Following his death:
In the days after Mao’s death, I did a lot of thinking. I knew he was considered a philosopher, and I tried to think what his “philosophy really was. It seemed to me that its central principle was the need—or desire?—for perpetual conflict. The core of his thinking seemed to be that human struggles were the motivating force of history, and that in order to make history “class enemies” had to be continuously created en masse. I wondered whether there were any other philosophers whose theories had led to the suffering and death of so many. I thought of the terror and misery to which the Chinese population had been subjected. For what?
But Mao’s theory might just be the extension of his personality. He was, it seemed to me, really a restless fight promoter by nature, and good at it. He understood ugly human instincts such as envy and resentment, and knew how to mobilize them for his ends. He ruled by getting people to hate each other. In doing so, he got ordinary Chinese to carry out many of the tasks undertaken in other dictatorships by professional elites. Mao had managed to turn the people into the ultimate weapon of dictatorship. That was why under him there was no real equivalent of the KGB in China. There was no need. In bringing out and nourishing the worst in people, Mao had created a moral wasteland and a land of hatred. But how much individual responsibility ordinary people should share, I could not decide.
The other hallmark of Maoism, it seemed to me, was the reign of ignorance. Because of his calculation that the cultured class were an easy target for a population that was largely illiterate, because of his own deep resentment of formal education and the educated, because of his megalomania, which led to his scorn for the great figures of Chinese culture, and because of his contempt for the areas of Chinese civilization that he did not understand, such as architecture, art, and music, Mao destroyed much of the country’s cultural heritage. He left behind not only a brutalized nation, but also an ugly land with little of its past glory remaining or appreciated.

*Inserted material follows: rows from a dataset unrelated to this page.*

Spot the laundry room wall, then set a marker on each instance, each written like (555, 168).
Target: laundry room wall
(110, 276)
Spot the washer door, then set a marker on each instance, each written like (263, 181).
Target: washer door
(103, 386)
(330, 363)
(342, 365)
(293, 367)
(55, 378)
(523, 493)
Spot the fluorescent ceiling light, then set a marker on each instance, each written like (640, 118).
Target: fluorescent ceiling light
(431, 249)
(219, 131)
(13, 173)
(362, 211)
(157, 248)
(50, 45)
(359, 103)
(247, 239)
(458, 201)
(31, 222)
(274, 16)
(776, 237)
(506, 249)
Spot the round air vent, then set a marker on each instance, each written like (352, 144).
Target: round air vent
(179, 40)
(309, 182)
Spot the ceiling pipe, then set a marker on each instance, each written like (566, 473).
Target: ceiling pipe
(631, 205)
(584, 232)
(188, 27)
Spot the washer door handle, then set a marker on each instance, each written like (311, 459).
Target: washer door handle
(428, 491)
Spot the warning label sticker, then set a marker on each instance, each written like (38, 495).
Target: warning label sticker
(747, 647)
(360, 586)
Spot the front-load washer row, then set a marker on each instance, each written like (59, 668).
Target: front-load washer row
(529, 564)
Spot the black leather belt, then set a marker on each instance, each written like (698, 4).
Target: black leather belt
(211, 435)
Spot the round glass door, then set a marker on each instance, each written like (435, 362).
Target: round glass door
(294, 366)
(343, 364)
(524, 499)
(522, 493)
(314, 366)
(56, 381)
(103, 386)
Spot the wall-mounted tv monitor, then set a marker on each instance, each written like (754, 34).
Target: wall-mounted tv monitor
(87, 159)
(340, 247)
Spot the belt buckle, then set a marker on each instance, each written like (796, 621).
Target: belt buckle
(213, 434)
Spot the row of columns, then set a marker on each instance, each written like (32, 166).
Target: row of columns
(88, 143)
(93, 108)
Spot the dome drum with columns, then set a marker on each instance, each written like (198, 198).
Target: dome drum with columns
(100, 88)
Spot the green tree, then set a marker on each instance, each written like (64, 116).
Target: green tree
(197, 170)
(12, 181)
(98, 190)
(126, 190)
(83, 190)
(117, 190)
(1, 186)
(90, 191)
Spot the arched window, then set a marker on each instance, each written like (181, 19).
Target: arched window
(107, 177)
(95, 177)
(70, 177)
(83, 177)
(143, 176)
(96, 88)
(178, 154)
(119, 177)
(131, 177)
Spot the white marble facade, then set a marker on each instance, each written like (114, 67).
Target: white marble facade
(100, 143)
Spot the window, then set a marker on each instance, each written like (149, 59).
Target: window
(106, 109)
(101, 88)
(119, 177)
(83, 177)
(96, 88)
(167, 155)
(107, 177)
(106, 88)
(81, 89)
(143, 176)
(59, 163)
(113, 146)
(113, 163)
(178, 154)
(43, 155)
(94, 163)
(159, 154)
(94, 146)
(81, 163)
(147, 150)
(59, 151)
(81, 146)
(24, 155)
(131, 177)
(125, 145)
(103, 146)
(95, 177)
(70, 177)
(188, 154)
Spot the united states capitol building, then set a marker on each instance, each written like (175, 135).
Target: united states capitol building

China has become an altogether different place since I left. At the end of 1978, the Communist Party dumped Mao’s “class struggle.” Social outcasts, including the “class enemies” in my book, were rehabilitated; among them were my mother’s friend?; from Manchuria who had been branded “counterrevolutionaries” in 1955. Official discrimination against them and their families stopped. They were able to leave their hard physical labor, and were given much better jobs. Many were invited into the Communist Party and made officials. Yulin, my great-uncle, and his wife and children were allowed back to Jinzhou from the countryside in 1950. He became the chief accountant in a medicine company, and she the headmistress of a kindergarten.
Verdicts clearing the victims were drawn up and lodged in their files. The old incriminating records were taken out and burned. In every organization across China, bonfires were lit to consume these flimsy pieces of paper that had ruined countless lives.
A must read both as a personal story and for its historical and political significance.